Neurobiological heterogeneity in schizophrenia is poorly understood and confounds current analyses. We investigated neuroanatomical subtypes in a multi-institutional multi-ethnic cohort, using novel semi-supervised machine learning methods designed to discover patterns associated with disease rather than normal anatomical variation. Structural MRI and clinical measures in established schizophrenia (n = 307) and healthy controls (n = 364) were analysed across three sites of PHENOM (Psychosis Heterogeneity Evaluated via Dimensional Neuroimaging) consortium. Regional volumetric measures of grey matter, white matter, and CSF were used to identify distinct and reproducible neuroanatomical subtypes of schizophrenia. Two distinct neuroanatomical subtypes were found. Subtype 1 showed widespread lower grey matter volumes, most prominent in thalamus, nucleus accumbens, medial temporal, medial prefrontal/frontal and insular cortices. Subtype 2 showed increased volume in the basal ganglia and internal capsule, and otherwise normal brain volumes. Grey matter volume correlated negatively with illness duration in Subtype 1 (r = -0.201, P = 0.016) but not in Subtype 2 (r = -0.045, P = 0.652), potentially indicating different underlying neuropathological processes. The subtypes did not differ in age (t = -1.603, df = 305, P = 0.109), sex (chi-square = 0.013, df = 1, P = 0.910), illness duration (t = -0.167, df = 277, P = 0.868), antipsychotic dose (t = -0.439, df = 210, P = 0.521), age of illness onset (t = -1.355, df = 277, P = 0.177), positive symptoms (t = 0.249, df = 289, P = 0.803), negative symptoms (t = 0.151, df = 289, P = 0.879), or antipsychotic type (chi-square = 6.670, df = 3, P = 0.083). Subtype 1 had lower educational attainment than Subtype 2 (chi-square = 6.389, df = 2, P = 0.041). In conclusion, we discovered two distinct and highly reproducible neuroanatomical subtypes. Subtype 1 displayed widespread volume reduction correlating with illness duration, and worse premorbid functioning. Subtype 2 had normal and stable anatomy, except for larger basal ganglia and internal capsule, not explained by antipsychotic dose. These subtypes challenge the notion that brain volume loss is a general feature of schizophrenia and suggest differential aetiologies. They can facilitate strategies for clinical trial enrichment and stratification, and precision diagnostics.

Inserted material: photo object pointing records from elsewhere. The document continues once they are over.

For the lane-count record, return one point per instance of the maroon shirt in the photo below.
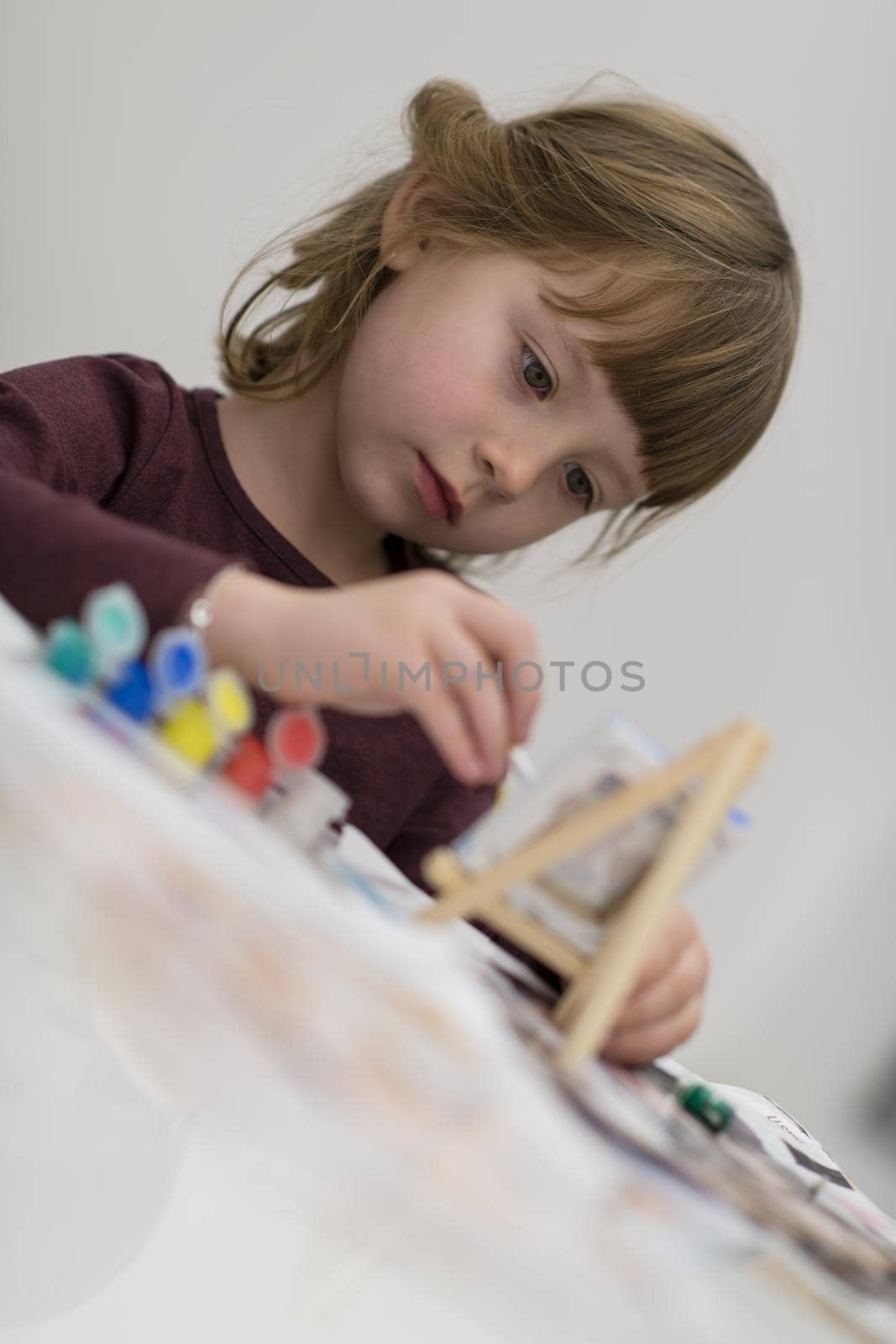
(110, 470)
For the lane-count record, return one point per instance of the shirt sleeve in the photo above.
(73, 434)
(445, 813)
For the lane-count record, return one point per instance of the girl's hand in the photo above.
(665, 1005)
(362, 635)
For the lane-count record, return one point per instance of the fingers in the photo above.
(642, 1045)
(448, 727)
(510, 638)
(676, 932)
(664, 998)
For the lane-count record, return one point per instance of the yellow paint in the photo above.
(191, 732)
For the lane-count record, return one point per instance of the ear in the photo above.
(398, 249)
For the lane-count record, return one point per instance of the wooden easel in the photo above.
(598, 983)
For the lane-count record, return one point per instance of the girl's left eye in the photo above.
(537, 367)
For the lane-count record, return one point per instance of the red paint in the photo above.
(296, 738)
(250, 768)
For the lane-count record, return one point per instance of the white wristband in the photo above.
(199, 613)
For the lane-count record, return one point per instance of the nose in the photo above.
(511, 468)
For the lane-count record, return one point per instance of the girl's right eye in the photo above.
(537, 369)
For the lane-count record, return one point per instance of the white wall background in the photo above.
(149, 148)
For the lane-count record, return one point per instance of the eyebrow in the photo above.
(575, 351)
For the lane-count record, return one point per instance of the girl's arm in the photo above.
(73, 436)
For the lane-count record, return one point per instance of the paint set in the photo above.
(194, 723)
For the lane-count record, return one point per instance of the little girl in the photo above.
(590, 309)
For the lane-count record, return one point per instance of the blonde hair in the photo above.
(701, 286)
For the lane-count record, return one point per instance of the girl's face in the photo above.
(459, 363)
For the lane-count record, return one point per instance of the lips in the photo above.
(439, 499)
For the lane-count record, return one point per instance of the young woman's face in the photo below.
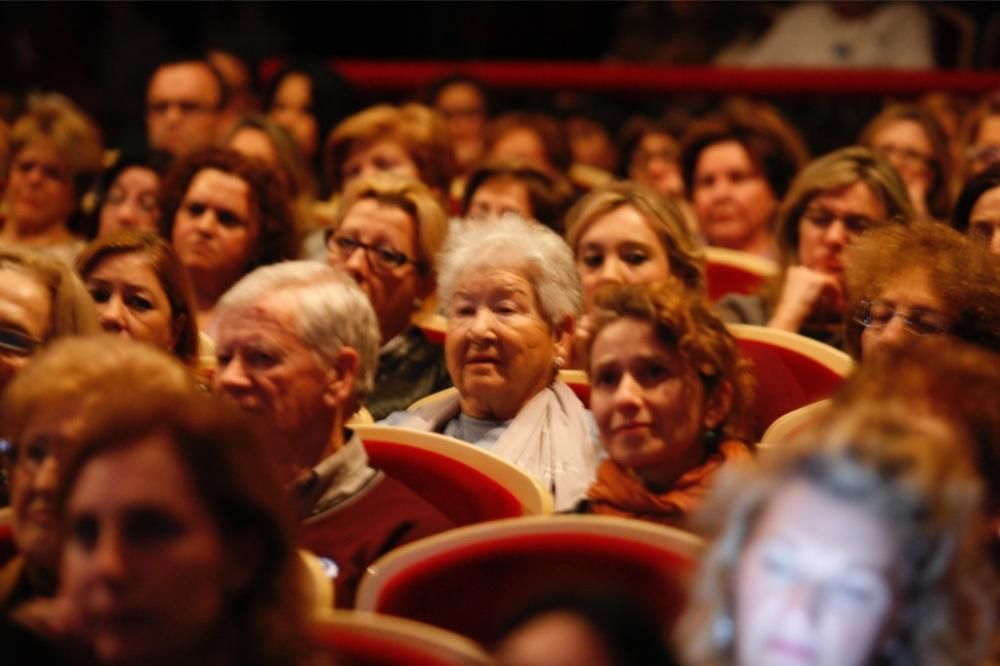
(143, 561)
(815, 582)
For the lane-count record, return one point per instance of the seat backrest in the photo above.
(368, 639)
(734, 272)
(471, 579)
(466, 483)
(791, 370)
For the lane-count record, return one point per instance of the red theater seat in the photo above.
(466, 483)
(471, 579)
(791, 370)
(367, 639)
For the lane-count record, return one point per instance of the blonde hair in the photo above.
(661, 214)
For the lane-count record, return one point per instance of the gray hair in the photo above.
(530, 249)
(333, 312)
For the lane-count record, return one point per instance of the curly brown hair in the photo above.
(684, 322)
(269, 200)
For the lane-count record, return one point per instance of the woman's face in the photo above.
(649, 403)
(908, 148)
(733, 201)
(907, 306)
(40, 192)
(392, 288)
(619, 247)
(132, 202)
(499, 348)
(984, 220)
(131, 300)
(814, 584)
(25, 313)
(292, 109)
(383, 156)
(143, 561)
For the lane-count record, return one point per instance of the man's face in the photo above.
(182, 108)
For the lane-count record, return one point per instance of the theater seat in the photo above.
(466, 483)
(367, 639)
(470, 580)
(734, 272)
(791, 370)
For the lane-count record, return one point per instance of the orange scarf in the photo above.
(620, 492)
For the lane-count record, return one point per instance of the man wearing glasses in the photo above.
(184, 104)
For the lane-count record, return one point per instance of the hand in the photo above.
(806, 293)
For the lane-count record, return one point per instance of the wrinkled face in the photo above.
(833, 219)
(814, 585)
(908, 306)
(25, 313)
(498, 196)
(385, 156)
(648, 402)
(391, 289)
(144, 562)
(34, 480)
(40, 188)
(499, 348)
(215, 231)
(254, 143)
(619, 248)
(984, 219)
(131, 300)
(655, 163)
(182, 108)
(522, 143)
(908, 148)
(733, 201)
(292, 109)
(554, 639)
(132, 202)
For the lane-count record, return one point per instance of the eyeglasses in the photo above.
(380, 256)
(18, 343)
(876, 315)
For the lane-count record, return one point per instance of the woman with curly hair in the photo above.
(670, 394)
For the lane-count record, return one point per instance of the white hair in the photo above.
(533, 251)
(332, 311)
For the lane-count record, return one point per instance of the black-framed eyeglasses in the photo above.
(876, 315)
(380, 256)
(18, 343)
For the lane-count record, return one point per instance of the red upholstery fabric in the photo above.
(471, 589)
(463, 494)
(786, 380)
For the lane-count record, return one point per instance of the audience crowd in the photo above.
(273, 274)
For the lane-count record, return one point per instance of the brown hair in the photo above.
(939, 193)
(683, 322)
(160, 257)
(418, 129)
(269, 200)
(774, 146)
(550, 195)
(962, 273)
(922, 486)
(662, 215)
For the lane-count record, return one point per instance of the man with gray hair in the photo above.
(297, 346)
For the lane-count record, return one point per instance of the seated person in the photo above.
(297, 347)
(511, 295)
(671, 396)
(43, 411)
(831, 203)
(856, 544)
(925, 279)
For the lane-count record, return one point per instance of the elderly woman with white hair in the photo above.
(511, 295)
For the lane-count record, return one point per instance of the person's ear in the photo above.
(717, 405)
(341, 378)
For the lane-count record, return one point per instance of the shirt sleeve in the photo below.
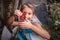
(35, 19)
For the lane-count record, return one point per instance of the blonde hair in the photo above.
(28, 5)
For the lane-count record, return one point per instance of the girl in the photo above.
(31, 28)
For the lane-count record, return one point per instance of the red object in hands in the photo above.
(22, 17)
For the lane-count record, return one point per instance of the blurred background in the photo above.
(47, 11)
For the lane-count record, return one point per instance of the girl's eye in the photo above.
(24, 12)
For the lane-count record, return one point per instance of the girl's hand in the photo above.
(17, 12)
(25, 24)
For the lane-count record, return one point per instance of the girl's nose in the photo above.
(26, 15)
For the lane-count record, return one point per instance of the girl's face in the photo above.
(29, 13)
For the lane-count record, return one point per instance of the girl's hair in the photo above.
(28, 5)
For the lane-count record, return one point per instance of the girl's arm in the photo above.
(40, 31)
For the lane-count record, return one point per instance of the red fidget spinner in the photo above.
(22, 17)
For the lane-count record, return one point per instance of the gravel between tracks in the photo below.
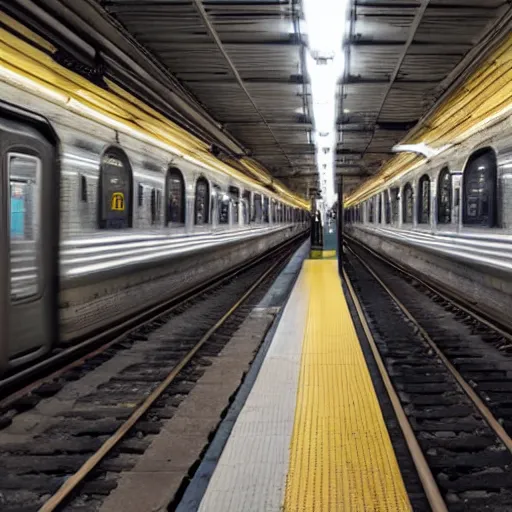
(48, 435)
(472, 467)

精神分裂症的神经生物学异质性理解不足,这混淆了当前的分析。我们使用旨在发现与疾病相关而非正常解剖变异模式的新型半监督机器学习方法,在多机构多民族 PHENOM(通过维度神经影像学评估精神分裂症)联盟的队列中研究了神经解剖亚型。对来自三个 PHENOM 研究地点的已确诊精神分裂症(n=307)和健康对照者(n=364)的结构磁共振成像和临床测量数据进行了分析。对灰质、白质和脑脊液的区域容积测量进行了分析,以确定精神分裂症的独特且可重复的神经解剖亚型。发现了两种截然不同的神经解剖亚型。亚型 1 表现为广泛的灰质体积减少,在丘脑、伏隔核、内侧颞叶、内侧前额叶/额叶和脑岛皮质中最为明显。亚型 2 则表现为基底节和内囊体积增加,而其他脑区体积正常。灰质体积与亚型 1 患者的疾病持续时间呈负相关(r=-0.201,P=0.016),而与亚型 2 患者无相关性(r=-0.045,P=0.652),这可能表明存在不同的潜在神经病理学过程。在年龄(t=-1.603,df=305,P=0.109)、性别(卡方=0.013,df=1,P=0.910)、疾病持续时间(t=-0.167,df=277,P=0.868)、抗精神病药物剂量(t=-0.439,df=210,P=0.521)、发病年龄(t=-1.355,df=277,P=0.177)、阳性症状(t=0.249,df=289,P=0.803)、阴性症状(t=0.151,df=289,P=0.879)或抗精神病药物类型(卡方=6.670,df=3,P=0.083)方面,两种亚型间无显著差异。与亚型 2 相比,亚型 1 的受教育程度更低(卡方=6.389,df=2,P=0.041)。总之,我们发现了两种独特且高度可重复的神经解剖亚型。亚型 1 表现为广泛的体积减少,与疾病持续时间相关,且认知功能障碍更为严重。亚型 2 的解剖结构正常且稳定,仅基底节和内囊体积较大,而这与抗精神病药物剂量无关。这些亚型挑战了脑容量减少是精神分裂症的普遍特征这一观点,并提示了不同的病因。它们可以促进临床试验的富集和分层,并实现精准诊断。